Apart from your services, what would you suggest to anyone trying to improve his data protection?
For companies working to improve their data protection, it is important to define a data lifecycle for their organization that balances business requirements against data security/protection concerns. In the end, data should have a finite life that runs through the following cycle: creation, storage, usage, sharing/collaboration, and disposal. A robust data protection strategy is a good place to start and should define the following:
- Classify the data types produced and consumed by applications and systems
- Identify legal/regulatory requirements by data type
- Define lifecycle data policies for each data type from creation through disposal
- Implement policies and processes to provide data integrity throughout the data lifecycle (Note: You will have different policies for each data type)

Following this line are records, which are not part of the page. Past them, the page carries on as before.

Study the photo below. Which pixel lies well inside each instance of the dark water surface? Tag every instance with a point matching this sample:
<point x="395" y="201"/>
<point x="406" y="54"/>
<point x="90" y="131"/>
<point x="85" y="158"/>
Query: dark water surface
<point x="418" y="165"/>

- Diligently enforce the removal/disposal of data that is end of life
- Provide an audit trail that demonstrates compliance with data laws and regulations
Lastly, any exciting new updates or developments that you would like to share?
Cloud-based identity solutions are rapidly evolving and will eventually become the standard IAM platform. This change will drive down costs by accelerating the time to implement, reducing operational costs, reducing support costs, and providing both scalability and resiliency to better manage peak loads and recover from adverse events. Organizations moving forward with IAM programs would be wise to incorporate Cloud-based IAM solutions as part of their program roadmap.